Celebrating Women's History Month at Natick
Lt. Col. Iris M. Sobchak, command inspector general for the Massachusetts National Guard, served as guest speaker during the Women's History Month celebration March 21 at U.S. Army Garrison Natick.

Education can empower women.

That was the message delivered March 21 at the U.S. Army Garrison Natick by Lt. Col. Iris M. Sobchak, the command inspector general for the Massachusetts National Guard. Sobchak served as guest speaker for "Women's Education -- Women's Empowerment," the Women's History Month program offered at Hunter Auditorium.

"I firmly believe that education is one of the top two most-empowering issues for women in the United States and around the world today," Sobchak said. "The other issue is equal protection under the law."

Sobchak, who holds a bachelor's degree in international/strategic history and international relations from the U.S. Military Academy and a master's degree in history from Pennsylvania State University, said she has devoted her entire life to education.

"I am totally committed to the idea of being a lifelong learner," said Sobchak, who once taught history at West Point. "I believe that when you turn your back on the possibility of learning more about the world, then there is a loss of wonder and excitement for life."

Sobchak pointed out that she inherited a love of education from the women in her family. She added that her great-grandmother had five children, seven grandchildren and seven great-grandchildren, all of whom became college graduates.

"I'm really talking to you about this not to brag but to show you how one woman whose emphasis on education can transform an entire family's history and better lives," Sobchak said.

Sobchak noted how dramatically women's access to education has increased in this country over the past century.

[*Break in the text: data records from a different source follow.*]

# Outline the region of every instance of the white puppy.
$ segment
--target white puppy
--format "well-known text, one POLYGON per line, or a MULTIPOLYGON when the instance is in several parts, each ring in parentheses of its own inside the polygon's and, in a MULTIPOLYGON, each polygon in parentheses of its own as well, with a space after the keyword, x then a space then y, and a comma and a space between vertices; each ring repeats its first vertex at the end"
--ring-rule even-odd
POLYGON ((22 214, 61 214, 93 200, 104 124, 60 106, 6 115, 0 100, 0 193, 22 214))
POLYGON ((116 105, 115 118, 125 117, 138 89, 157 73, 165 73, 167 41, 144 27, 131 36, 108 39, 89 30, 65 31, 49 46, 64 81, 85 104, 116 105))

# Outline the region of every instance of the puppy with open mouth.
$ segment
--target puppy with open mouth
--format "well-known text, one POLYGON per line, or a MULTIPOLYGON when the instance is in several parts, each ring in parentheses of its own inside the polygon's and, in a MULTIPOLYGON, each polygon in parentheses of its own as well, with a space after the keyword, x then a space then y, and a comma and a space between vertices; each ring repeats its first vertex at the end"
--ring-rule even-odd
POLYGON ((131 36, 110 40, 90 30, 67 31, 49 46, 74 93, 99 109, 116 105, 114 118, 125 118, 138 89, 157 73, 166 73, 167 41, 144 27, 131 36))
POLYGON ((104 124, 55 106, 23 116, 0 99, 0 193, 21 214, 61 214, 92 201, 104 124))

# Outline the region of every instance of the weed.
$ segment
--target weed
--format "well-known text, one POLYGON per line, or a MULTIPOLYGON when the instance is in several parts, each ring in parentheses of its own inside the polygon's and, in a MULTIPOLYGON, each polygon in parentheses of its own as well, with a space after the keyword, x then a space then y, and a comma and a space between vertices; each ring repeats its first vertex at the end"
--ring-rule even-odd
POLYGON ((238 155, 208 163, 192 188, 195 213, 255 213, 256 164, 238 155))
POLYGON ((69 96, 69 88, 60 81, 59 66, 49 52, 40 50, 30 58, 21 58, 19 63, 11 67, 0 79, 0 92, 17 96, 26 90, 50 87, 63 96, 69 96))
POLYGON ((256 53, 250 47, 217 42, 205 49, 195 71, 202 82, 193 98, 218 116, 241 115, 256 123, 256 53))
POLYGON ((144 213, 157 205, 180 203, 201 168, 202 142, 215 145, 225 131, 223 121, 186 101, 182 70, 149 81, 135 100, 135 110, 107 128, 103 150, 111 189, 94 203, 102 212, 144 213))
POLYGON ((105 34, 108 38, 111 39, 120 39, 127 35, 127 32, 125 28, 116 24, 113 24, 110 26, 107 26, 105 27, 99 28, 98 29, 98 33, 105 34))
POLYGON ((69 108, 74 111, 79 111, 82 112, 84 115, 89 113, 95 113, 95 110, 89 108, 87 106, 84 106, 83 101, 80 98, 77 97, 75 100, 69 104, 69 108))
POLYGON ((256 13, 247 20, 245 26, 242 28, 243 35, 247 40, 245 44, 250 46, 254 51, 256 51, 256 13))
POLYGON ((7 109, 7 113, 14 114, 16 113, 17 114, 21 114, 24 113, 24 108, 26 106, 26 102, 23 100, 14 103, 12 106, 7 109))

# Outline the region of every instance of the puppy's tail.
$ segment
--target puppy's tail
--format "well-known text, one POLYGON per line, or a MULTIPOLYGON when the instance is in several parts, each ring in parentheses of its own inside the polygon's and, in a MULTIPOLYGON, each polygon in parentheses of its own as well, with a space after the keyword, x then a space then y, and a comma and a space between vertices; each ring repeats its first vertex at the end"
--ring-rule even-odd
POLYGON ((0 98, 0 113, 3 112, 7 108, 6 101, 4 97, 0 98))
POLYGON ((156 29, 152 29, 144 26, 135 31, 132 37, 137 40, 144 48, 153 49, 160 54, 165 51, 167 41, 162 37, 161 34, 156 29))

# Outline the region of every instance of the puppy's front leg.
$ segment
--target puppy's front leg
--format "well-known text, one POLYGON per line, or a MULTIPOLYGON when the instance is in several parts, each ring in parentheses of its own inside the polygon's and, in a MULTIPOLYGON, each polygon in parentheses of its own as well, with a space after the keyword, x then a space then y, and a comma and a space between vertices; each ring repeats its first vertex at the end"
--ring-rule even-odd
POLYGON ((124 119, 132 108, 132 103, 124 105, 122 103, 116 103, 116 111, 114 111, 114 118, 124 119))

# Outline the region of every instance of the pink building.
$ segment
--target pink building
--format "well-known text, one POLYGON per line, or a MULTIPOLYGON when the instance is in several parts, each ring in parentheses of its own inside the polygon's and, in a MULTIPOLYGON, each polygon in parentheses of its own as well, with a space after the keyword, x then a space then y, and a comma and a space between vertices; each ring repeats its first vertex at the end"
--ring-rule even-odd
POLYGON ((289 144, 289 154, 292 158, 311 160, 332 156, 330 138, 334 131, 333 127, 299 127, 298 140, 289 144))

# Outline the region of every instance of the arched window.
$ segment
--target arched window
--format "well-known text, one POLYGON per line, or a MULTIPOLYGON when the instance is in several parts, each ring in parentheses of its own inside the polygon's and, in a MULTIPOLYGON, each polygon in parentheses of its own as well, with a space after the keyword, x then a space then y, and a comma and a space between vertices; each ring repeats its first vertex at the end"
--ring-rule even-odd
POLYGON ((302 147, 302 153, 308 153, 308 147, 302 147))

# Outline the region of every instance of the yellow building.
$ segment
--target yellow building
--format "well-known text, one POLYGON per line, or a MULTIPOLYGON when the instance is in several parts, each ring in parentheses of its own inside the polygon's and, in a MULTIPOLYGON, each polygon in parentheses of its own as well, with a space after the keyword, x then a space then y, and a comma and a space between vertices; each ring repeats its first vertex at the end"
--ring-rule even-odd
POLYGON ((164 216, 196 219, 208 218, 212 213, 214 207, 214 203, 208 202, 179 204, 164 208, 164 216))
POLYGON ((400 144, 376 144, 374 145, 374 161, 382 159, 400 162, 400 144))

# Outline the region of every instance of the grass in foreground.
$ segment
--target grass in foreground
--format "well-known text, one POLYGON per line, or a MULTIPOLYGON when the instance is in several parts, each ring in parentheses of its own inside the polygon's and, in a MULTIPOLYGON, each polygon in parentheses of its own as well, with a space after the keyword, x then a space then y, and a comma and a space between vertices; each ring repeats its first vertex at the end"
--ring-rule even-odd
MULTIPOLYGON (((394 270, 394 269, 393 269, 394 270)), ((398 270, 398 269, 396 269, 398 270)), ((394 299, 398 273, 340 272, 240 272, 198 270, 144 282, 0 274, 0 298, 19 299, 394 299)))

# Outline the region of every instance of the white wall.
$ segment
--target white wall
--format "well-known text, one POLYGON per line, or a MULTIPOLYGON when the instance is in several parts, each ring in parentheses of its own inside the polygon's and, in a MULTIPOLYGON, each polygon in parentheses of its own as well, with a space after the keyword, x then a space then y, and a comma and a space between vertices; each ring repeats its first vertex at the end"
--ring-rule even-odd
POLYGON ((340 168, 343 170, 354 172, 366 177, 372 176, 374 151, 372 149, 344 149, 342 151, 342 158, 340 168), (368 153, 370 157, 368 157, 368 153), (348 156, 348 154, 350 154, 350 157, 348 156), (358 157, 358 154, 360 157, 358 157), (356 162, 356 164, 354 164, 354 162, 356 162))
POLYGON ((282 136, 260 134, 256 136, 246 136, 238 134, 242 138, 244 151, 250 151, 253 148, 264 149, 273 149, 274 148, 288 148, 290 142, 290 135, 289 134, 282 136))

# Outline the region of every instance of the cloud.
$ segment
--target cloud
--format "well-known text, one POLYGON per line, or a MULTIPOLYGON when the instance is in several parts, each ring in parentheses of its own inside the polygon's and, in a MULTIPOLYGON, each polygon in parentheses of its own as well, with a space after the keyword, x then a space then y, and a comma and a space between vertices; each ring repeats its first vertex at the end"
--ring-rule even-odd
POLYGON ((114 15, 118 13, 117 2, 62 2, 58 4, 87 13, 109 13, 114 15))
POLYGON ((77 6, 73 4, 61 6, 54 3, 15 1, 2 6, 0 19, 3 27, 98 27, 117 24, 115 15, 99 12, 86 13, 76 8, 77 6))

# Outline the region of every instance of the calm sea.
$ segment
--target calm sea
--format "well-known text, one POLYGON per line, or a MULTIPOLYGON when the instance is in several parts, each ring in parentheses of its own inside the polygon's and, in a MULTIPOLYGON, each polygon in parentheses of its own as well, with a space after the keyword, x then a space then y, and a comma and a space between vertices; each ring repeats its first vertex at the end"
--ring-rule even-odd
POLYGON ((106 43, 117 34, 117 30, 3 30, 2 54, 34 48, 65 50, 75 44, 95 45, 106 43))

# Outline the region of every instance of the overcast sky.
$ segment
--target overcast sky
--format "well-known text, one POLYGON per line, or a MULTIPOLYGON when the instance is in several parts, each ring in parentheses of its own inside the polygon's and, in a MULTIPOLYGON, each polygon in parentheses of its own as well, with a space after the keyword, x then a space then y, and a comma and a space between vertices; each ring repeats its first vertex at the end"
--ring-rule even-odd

"So many are in the workforce now that they are overtaking men and providing the primary (wage-earners) for families," Sobchak said. "It's a statistical fact that women who have higher education are less likely to be teen mothers; they're less likely to live in poverty; they're less likely to have drug addictions and alcohol addictions; they're less likely to commit child abuse and neglect; and they have longer life expectancies."

Women's access to education couldn't have been achieved without the help of men, Sobchak said.

"So thank you to all those supportive men out there," she said.

For each year of education beyond high school, a woman improves her lifetime income by 15 percent, according to Sobchak.

"All of society benefits when women are empowered to seek good educations," Sobchak said. "We can build a better society through this message. Our future rests on … how educated our society is going to be."